Los siete pecados tropicales 24 Jul 2004

El cine en Puig: la vida es sueño

Revista Ñ | Sergio Wolf

 

Es difícil que alguien hable de la biblioteca de Puig. Casi todos los que lo conocieron prefieren hablar de su colección de películas, que se abastecía con los envíos que sus amigos cinéfilos cumplían ritualmente desde las distintas partes del mundo, como una forma de peregrinación sin visita al santuario de Puig. Incluso el diferendo que esgrimen en la cifra de películas que tenía —¿2000?, ¿5000?— busca agigantar esa idea de que las películas eran el alimento a metabolizar, como si Puig fuera solamente un montajista que compagina películas confeccionadas con retazos o fragmentos de las que filman otros, en un gesto que no parece diferir mucho de los que hicieron célebre al Pop-art. Muerto Puig, para muchos de ellos fue un trofeo que les hayan tocado tales y no otras películas, porque sería como quedarse con los originales del escritor pero escritos por otros. De ahí la oralidad, claro. Las películas no se reproducen, se cuentan. Y especialmente no se explican, porque "pierden emoción", como le dice Molina a Valentín, en "El beso de la mujer araña". El cine es un pasaje al otro lado, el espejo de Alicia, el salvoconducto que permite cruzar la frontera durante una hora y media. Saber contar es una estrategia narrativa pero sobre todo es una estrategia oral. La verdadera realidad es la del sueño, la de la pura subjetividad. Escribe Puig: "En la pequeña pantalla de cine de una ciudad pequeña, se proyectaba una realidad paralela". Ese es el secreto de la teoría del cine de Puig: esa realidad paralela sustituía a la otra. Si el propio Puig dijo que el Toto de "La traición de Rita Hayworth" era demasiado parecido a él, es lógico que lo definiera diciendo que "recién empieza a vivir cuando las luces de la sala se apagan y los nombres de las estrellas aparecen en la pantalla". De ahí que el cine haya sido para él una educación sentimental y sobre todo una educación narrativa. Aprender los géneros para intentar revivirlos, como intentó revivir el género de las cabareteras mexicanas en su guión "Recuerdo de Tijuana" que le parecía más factible que revivir los melodramas con Marlene Dietrich o Bette Davis, o los musicals de la Metro con Ginger Rogers, reducidos a pruebas de afinidad, en "The Buenos Aires Affair". 

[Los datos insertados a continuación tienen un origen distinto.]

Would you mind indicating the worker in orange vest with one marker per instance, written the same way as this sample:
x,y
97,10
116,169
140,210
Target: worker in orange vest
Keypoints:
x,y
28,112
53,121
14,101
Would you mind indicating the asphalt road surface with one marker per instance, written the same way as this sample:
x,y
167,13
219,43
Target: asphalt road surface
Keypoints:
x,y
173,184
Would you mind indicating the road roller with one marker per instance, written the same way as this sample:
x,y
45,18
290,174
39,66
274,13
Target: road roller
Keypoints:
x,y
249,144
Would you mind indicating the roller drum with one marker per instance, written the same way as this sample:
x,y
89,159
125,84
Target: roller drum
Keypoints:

Y de ahí que su elección del Centro Sperimentale di Roma para estudiar cine —en los iniciales 50— no pudiera ser una elección más errónea o ajena a sus intereses cinematográficos: en su teoría del cine había poco lugar para el realismo o el análisis. Su fascinación por el cine lo hacía entenderlo como pasaporte al sueño. Y aunque en "Los ojos de Greta Garbo" pareciera iluminar críticamente sus propios axiomas, la manera más singular de exponer esa teoría del cine no es la del ensayo sino la de la oralidad. Contar bien una película de Hollywood no es una forma de meditación o el resultado de una hipótesis o conjetura, sino un modo de apropiarse de él, de digerirlo y extraer de él otra cosa, como si sus criaturas hubieran adquirido ese hábito vampírico del escritor, que dedicó sus primeros guiones a plagiar los argumentos de los films del Hollywood clásico. Es inútil contar un film de autor, por estar tan interesados en suprimir la noción de excepcionalidad que fue el bastión del Holywood de los golden years. Molina jamás aceptaría contar una película neorrealista, ni aunque Valentín se lo pidiera...

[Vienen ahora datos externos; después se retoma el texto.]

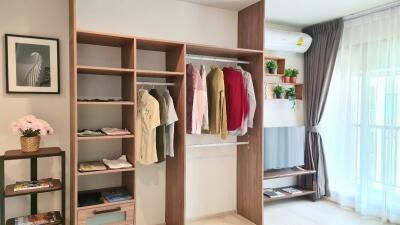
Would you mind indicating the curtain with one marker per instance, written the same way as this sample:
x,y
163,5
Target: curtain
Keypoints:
x,y
361,125
319,62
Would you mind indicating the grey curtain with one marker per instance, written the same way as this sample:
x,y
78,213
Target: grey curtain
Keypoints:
x,y
319,62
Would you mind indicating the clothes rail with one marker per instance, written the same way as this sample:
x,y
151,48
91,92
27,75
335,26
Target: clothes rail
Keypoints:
x,y
216,59
217,144
155,83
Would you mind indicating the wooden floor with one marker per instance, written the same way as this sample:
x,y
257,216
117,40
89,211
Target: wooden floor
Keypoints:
x,y
297,212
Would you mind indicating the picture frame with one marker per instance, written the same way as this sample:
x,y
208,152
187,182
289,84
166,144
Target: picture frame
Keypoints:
x,y
32,64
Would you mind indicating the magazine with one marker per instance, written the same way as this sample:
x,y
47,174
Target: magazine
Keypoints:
x,y
30,185
39,219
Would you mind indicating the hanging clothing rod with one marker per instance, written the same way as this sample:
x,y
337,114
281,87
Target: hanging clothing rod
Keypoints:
x,y
217,144
155,83
215,59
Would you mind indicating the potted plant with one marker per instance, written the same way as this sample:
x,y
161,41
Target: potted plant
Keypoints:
x,y
291,95
279,92
271,66
288,74
31,128
293,76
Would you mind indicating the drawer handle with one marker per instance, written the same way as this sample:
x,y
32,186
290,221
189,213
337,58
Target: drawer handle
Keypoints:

Pero justamente el cine es la paradoja en Puig. La materia resistente de su literatura. Porque sus novelas se travisten de películas que refieren al cine, pero que al cruzar al territorio específico del cine no logran un espesor cinematográfico interesante —no lo consiguieron ni Babenco en "El beso...", ni De la Torre en "Pubis angelical"— y entonces retornan a la literatura, recordando y olvidando que fueron o quisieran volver a ser películas. Y más aún, sus personajes: que fueron o quisieran volver a ser estrellas.